Thirdparties Upgrade Section and Task

If the cluster is located in an isolated environment, it is possible to specify the custom paths to new thirdparties with the same syntax as in the cluster.yaml as shown in the following script:

v1.30.1:
  thirdparties:
      /usr/bin/kubeadm:
        source: https://example.com/thirdparty.files/kubernetes/kubeadm/v1.30.1/bin/linux/amd64/kubeadm
      /usr/bin/kubelet:
        source: https://example.com/thirdparty.files/kubernetes/kubelet/v1.30.1/bin/linux/amd64/kubelet
      /usr/bin/kubectl:
        source: https://example.com/thirdparty.files/kubernetes/kubectl/v1.30.1/bin/linux/amd64/kubectl
      /usr/bin/calicoctl:
        source: https://example.com/thirdparty.files/projectcalico/calico/v3.27.3/calicoctl-linux-amd64

This configuration replaces the configuration contained in the current cluster.yaml.

Kubernetes Upgrade Task

This task is required to actually upgrade the Kubernetes cluster to the next version. The upgrade is performed node-by-node. On each node, containerd is upgraded, if required. After all the pods are drained from the node, the node is upgraded and finally returned to the cluster for scheduling.

By default, node drain is performed using disable-eviction=True to ignore the PodDisruptionBudget (PDB) rules. If you want to enforce PDB rules during the upgrade, set disable-eviction to False. However, in this case, the upgrade may fail if you are unable to drain the node due of PDB rules. disable-eviction works only for upgrades on Kubernetes versions >= 1.18. An example configuration to enforce PDB rules is as follows:

upgrade_plan:
  - v1.30.1

disable-eviction: False # default is True

The upgrade procedure is always risky, so you should plan a maintenance window for this procedure. If you encounter issues during the Kubernetes cluster upgrade, refer to the Troubleshooting guide.

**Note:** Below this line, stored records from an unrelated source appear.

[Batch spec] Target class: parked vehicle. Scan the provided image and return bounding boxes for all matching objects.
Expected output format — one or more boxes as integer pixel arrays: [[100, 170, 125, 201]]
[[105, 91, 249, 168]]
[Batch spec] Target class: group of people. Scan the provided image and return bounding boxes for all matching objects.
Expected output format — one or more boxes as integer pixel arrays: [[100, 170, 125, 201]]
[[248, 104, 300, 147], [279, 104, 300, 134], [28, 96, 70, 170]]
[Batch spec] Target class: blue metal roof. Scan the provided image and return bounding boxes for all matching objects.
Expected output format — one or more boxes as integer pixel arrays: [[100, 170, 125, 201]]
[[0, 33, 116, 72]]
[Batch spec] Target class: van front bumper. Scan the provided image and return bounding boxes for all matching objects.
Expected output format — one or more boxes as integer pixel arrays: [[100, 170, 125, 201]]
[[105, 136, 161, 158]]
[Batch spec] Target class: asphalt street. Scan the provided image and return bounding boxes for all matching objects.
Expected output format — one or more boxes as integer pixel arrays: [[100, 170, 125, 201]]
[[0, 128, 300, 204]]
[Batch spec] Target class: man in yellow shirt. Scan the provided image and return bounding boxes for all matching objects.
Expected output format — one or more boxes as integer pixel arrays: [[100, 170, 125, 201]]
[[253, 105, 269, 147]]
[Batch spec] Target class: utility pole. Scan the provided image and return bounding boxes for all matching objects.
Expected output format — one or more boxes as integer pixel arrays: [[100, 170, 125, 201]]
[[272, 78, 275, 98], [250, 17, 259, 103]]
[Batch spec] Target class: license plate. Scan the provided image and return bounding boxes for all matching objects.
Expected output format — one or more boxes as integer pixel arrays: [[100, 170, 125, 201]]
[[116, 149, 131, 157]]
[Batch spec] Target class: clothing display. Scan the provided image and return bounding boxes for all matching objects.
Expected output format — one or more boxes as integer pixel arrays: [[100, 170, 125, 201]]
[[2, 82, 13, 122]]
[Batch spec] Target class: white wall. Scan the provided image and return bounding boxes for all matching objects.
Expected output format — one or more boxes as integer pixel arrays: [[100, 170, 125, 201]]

Note: During the upgrade, some or all internal Kubernetes certificates are updated. Do not rely on upgrade procedure to renew all certificates. Check the certificates' expiration using the cert_renew procedure for every 3 months independently of the upgrades and plan the certificates' renewal accordingly.

CoreDNS Upgrade Task

This task is executed to restore the required CoreDNS configuration.

Warning: To prevent the loss of the modified CoreDNS configuration (in case the configuration was modified by the cloud administrator and etc) - you must specify this CoreDNS configuration in the cluster.yaml, otherwise the configuration will be lost.

Packages Upgrade Section and Task

This inventory section contains the configuration to upgrade custom and system packages, such as containerd. The system packages are upgraded by default, if necessary. You can influence the system packages' upgrade and specify custom packages for the upgrade/installation/removal using the packages section as follows:

v1.30.1:
  packages:
    remove:
      - curl
    install:
      - unzip
      - policycoreutils-python
    upgrade:
      - openssl
    associations:
      containerd:
        package_name:
          - 'containerd.io-1.6*'

The requested actions for custom packages are performed in the packages task. The configuration from the procedure inventory replaces the configuration specified in the cluster.yaml. If you do not want to lose the packages specified in the cluster.yaml, then it is necessary to copy them to the procedure inventory.

By default, it is not required to provide information about system packages through associations. They are upgraded automatically as required. You can provide this information if you want to have better control over system packages' versions, such as containerd. Also, you have to explicitly provide system packages' information if you have specified this information in the cluster.yaml. It is because in this case, you take full control over the system packages and the defaults do not apply. The provided configuration for system packages is merged with configuration in the cluster.yaml.

Note: The system packages are updated in separate tasks. For example, the container runtime (containerd) is upgraded during the Kubernetes upgrade.

Note: During the container runtime upgrade, the containers may be broken, so all containers on the node are deleted after the upgrade. Kubernetes re-creates all the pod containers. However, your custom containers may be deleted, and you need to start them manually.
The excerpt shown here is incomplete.